More industry associations have spoken up about the looming tariffs on Canada and Mexico. Most of these comments came after President Trump delayed the tariffs, but some were posted on February 1st, when the tariffs had been announced as in-effect.
Carl Harris, chairman of the National Association of Home Builders (NAHB) and a custom home builder from Wichita, Kan., issued the following statement after President Trump announced a delay of the proposed tariffs on products from Canada and Mexico:
“We commend President Trump for reaching an agreement with Canada and Mexico to delay the proposed tariffs, avoiding additional strain on a housing market already facing affordability challenges. Stability and certainty are essential for American businesses, consumers, and the strength of our economy. We urge all parties to remain committed to productive dialogue to prevent new tariffs on construction materials critical to housing our nation.”
Harris made an earlier announcement on February 1st after President Trump announced an across-the-board tariff of 25% on Canadian and Mexican goods coming into the United States:
“On President Trump’s first day in office, he issued an executive order directing departments and agencies to deliver emergency price relief by pursuing actions to lower the cost of housing and increase housing supply. This move to raise tariffs by 25% on Canadian and Mexican goods will have the opposite effect. More than 70% of the imports of two essential materials that home builders rely on — softwood lumber and gypsum (used for drywall) — come from Canada and Mexico, respectively.
“Tariffs on lumber and other building materials increase the cost of construction and discourage new development, and consumers end up paying for the tariffs in the form of higher home prices. NAHB urges the administration to reconsider this action on tariffs and we will continue to work with policymakers to eliminate barriers that make housing more costly and prevent builders from boosting housing production.”
On behalf of the National Electrical Contractors Association (NECA), NECA Chief Executive Officer David Long comments on the recent tariffs implemented by President Trump:
“On behalf of our 4,000 contractors across America, we commend President Trump on his efforts focusing on the many major challenges facing our nation, including our immigration system and the devastating impact of fentanyl on our communities across America.

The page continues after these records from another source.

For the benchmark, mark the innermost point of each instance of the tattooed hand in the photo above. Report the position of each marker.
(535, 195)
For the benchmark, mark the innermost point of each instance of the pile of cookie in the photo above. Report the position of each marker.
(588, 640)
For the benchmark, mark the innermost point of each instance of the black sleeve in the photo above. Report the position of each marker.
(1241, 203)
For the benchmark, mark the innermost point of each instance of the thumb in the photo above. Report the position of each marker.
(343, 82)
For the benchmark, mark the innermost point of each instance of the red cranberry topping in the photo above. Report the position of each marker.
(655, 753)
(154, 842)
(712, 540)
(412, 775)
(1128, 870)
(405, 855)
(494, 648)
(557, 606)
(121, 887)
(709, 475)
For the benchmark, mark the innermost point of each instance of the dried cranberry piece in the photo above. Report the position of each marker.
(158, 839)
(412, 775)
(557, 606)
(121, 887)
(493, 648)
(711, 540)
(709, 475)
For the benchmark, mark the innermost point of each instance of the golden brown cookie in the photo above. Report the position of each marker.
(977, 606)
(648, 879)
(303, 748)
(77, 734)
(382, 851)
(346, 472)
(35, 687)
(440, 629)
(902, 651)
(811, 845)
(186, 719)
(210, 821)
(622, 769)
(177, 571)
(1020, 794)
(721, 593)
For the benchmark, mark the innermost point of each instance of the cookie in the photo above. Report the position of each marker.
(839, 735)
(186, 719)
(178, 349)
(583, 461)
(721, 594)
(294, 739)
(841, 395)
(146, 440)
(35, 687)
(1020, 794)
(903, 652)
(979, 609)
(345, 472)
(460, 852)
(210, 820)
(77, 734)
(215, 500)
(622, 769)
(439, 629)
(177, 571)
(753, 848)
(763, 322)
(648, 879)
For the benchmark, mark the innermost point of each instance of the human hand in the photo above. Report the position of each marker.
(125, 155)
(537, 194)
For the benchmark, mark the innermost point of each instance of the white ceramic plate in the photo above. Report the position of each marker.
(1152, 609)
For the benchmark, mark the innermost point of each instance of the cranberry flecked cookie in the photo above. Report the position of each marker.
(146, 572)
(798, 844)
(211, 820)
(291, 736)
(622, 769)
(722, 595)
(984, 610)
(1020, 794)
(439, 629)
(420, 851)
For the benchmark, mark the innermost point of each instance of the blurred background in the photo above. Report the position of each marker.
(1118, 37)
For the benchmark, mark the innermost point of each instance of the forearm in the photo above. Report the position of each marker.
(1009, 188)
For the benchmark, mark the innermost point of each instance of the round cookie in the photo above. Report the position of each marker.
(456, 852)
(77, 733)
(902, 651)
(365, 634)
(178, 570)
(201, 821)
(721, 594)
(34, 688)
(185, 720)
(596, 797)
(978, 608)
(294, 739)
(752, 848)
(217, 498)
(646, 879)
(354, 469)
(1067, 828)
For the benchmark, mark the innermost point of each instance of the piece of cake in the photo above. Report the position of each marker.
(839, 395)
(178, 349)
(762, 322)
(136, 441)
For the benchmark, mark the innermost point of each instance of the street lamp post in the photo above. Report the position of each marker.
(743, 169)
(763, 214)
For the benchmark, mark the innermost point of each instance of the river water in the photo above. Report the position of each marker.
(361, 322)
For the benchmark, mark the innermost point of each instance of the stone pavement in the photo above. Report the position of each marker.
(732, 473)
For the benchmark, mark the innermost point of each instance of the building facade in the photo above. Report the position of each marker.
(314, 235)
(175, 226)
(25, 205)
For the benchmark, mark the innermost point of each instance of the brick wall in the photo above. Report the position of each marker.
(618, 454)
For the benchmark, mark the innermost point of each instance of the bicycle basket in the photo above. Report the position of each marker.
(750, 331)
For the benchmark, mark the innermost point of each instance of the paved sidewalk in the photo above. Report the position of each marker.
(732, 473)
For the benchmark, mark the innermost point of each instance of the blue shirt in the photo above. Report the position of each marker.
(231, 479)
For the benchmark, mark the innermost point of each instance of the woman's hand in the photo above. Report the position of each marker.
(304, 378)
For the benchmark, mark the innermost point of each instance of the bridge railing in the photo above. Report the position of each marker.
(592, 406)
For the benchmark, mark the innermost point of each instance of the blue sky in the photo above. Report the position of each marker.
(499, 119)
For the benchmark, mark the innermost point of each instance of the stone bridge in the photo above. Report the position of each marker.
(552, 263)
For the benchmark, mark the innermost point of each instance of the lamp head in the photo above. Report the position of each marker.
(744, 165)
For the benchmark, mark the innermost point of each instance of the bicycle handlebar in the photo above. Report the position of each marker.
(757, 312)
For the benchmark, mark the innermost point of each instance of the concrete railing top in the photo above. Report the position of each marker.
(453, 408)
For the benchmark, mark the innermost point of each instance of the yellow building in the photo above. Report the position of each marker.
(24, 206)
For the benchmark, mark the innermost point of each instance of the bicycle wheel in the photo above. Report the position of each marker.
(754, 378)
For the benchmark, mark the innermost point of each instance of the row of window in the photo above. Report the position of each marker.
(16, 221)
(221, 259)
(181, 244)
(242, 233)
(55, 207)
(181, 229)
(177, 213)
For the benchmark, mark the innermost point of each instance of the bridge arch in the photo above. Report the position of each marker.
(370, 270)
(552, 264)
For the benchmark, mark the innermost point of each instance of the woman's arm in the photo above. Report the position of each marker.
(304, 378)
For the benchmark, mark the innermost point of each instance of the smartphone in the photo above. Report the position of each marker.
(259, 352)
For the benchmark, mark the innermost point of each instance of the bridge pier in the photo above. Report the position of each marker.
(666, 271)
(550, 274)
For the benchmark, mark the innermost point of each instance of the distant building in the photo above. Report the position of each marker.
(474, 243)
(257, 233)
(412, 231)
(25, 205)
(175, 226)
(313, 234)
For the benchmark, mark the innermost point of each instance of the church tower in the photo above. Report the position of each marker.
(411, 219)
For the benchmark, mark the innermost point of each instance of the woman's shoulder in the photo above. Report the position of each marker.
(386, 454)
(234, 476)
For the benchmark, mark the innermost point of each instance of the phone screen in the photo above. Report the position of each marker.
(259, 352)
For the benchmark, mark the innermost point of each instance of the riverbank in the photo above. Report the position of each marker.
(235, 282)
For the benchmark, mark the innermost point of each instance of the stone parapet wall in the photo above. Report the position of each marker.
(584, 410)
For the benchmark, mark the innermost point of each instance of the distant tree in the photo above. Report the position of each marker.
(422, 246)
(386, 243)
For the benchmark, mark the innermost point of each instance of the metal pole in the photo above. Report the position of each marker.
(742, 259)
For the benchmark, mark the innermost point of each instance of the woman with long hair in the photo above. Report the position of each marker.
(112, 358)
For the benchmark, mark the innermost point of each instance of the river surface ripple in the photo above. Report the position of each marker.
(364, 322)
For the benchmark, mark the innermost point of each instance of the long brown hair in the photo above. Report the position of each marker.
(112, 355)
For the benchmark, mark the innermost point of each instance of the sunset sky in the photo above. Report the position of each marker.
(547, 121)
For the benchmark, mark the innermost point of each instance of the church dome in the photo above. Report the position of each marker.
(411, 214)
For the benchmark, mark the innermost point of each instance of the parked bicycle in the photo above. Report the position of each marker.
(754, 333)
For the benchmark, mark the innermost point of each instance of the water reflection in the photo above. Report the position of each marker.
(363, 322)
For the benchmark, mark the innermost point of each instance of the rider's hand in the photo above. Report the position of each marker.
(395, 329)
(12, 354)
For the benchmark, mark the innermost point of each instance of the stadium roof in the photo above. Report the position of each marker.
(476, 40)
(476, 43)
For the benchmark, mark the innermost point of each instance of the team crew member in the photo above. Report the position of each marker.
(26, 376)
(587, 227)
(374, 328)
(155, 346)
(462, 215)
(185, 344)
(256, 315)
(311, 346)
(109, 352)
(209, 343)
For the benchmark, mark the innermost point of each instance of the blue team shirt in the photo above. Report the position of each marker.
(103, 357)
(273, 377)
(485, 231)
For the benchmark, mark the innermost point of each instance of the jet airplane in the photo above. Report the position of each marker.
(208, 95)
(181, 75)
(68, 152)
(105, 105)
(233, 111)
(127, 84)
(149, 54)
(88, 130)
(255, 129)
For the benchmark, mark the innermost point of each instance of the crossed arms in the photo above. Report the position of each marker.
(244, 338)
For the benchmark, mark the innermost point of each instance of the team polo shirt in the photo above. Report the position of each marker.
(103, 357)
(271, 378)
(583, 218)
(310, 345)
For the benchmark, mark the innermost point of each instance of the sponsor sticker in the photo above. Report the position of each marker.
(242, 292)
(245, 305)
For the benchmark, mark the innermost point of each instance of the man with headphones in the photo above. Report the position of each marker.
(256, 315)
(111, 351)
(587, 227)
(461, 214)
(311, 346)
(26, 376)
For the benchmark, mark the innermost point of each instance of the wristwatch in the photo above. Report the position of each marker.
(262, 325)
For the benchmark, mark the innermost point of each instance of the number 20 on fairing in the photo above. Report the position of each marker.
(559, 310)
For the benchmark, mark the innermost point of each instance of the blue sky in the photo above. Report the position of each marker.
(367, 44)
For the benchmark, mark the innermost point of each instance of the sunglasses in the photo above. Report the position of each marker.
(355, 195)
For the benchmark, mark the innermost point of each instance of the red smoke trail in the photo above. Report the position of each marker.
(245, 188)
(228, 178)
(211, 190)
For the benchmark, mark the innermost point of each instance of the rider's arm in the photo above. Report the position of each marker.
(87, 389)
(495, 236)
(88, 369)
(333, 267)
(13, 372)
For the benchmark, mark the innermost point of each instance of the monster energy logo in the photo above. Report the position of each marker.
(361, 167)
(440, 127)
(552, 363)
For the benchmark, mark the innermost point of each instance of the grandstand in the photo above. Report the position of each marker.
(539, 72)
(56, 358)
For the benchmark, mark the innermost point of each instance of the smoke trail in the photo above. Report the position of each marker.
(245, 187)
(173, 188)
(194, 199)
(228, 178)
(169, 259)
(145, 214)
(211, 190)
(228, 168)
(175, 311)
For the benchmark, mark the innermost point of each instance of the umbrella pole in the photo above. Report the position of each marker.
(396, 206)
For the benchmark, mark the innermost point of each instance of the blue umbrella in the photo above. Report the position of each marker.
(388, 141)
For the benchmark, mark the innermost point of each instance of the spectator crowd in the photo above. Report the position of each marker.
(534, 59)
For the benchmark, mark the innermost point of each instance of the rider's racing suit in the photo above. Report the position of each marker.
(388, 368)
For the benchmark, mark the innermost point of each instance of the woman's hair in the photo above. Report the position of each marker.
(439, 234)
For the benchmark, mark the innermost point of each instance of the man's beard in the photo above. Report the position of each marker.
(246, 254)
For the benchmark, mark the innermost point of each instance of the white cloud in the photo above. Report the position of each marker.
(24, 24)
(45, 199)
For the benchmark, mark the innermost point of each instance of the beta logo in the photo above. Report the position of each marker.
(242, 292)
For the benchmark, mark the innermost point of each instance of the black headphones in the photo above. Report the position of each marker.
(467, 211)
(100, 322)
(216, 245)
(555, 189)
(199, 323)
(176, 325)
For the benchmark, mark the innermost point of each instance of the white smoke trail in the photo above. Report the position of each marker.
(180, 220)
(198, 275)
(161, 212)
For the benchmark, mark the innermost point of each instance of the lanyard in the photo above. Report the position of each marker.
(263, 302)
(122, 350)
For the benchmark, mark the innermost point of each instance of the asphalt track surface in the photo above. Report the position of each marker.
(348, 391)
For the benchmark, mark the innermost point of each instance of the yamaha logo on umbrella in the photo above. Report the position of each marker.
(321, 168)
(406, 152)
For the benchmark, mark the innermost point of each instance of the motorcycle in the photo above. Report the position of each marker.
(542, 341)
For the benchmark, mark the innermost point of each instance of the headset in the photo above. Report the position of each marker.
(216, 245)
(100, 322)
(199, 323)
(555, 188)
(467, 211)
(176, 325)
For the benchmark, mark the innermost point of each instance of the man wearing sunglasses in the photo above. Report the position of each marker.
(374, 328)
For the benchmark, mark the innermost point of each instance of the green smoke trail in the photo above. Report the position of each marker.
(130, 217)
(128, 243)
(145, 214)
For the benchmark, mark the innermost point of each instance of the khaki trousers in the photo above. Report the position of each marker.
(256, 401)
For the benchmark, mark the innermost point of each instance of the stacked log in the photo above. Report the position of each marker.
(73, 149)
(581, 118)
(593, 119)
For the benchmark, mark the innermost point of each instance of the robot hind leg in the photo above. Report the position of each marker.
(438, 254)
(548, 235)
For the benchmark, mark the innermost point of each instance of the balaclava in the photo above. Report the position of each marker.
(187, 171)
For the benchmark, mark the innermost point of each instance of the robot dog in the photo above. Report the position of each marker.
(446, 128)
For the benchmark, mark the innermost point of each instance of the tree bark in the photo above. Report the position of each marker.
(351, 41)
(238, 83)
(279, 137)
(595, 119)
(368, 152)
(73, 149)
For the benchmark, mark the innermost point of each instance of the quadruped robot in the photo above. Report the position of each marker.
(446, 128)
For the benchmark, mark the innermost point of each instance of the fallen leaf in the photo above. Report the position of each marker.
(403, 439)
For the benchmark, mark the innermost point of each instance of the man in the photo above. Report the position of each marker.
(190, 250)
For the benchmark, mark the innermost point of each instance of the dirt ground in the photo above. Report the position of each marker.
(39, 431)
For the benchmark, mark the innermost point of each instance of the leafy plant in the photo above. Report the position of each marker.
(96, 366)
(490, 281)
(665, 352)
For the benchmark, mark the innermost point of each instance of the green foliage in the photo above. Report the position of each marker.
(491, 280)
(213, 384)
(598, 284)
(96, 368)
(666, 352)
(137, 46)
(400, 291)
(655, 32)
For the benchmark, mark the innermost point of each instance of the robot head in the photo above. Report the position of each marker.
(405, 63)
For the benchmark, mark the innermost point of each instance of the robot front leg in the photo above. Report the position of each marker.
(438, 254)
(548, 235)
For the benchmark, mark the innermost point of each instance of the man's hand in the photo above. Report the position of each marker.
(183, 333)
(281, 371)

“As the Trump administration takes action to address that issue in the form of trade between Canada and Mexico, we urge the administration to consider exclusions for essential equipment and supplies while ensuring a swift resolution that recognizes the deeply interconnected relationship the electrical contracting industry has and how it connects contractors and our customers across the U.S., Mexico, and Canada.
“NECA will continue working closely with the Trump administration to protect the ability of our contractors to keep delivering power and electricity to communities across America. By doing so, we can maintain our nation’s energy advantage, support American jobs, and ensure a strong and reliable electrical infrastructure for the future.”
Meanwhile, the National Association of Manufacturers (NAM) President and CEO Jay Timmons released the following statement on February 1, before the tariffs were delayed:
“Manufacturers understand the need to deal with any sort of crisis that involves illicit drugs crossing our border, and we hope the three countries can come together quickly to confront this challenge.
“At the same time, protecting manufacturing gains that have come from our strong North American partnership is vital. The success of President Trump’s landmark trade agreement, the United States-Mexico-Canada Agreement, has strengthened North American supply chains and bolstered economic power across the region, boosting jobs, wages and investments here in the United States.
“Thanks to this agreement, one-third of critical U.S. manufacturing inputs now come from Canada or Mexico, rather than from competitors like China that often engage in unfair trade practices.
“However, with essential tax reforms left on the cutting room floor by the last Congress and the Biden administration, manufacturers are already facing mounting cost pressures. A 25% tariff on Canada and Mexico threatens to upend the very supply chains that have made U.S. manufacturing more competitive globally. The ripple effects will be severe, particularly for small and medium-sized manufacturers that lack the flexibility and capital to rapidly find alternative suppliers or absorb skyrocketing energy costs. These businesses—employing millions of American workers—will face significant disruptions. Ultimately, manufacturers will bear the brunt of these tariffs, undermining our ability to sell our products at a competitive price and putting American jobs at risk.
“We stand ready to work with President Trump to ensure a trade strategy that reinforces American strength—holding bad actors accountable while preserving the gains of the successful USMCA and advancing policies that sustain manufacturing growth here at home.”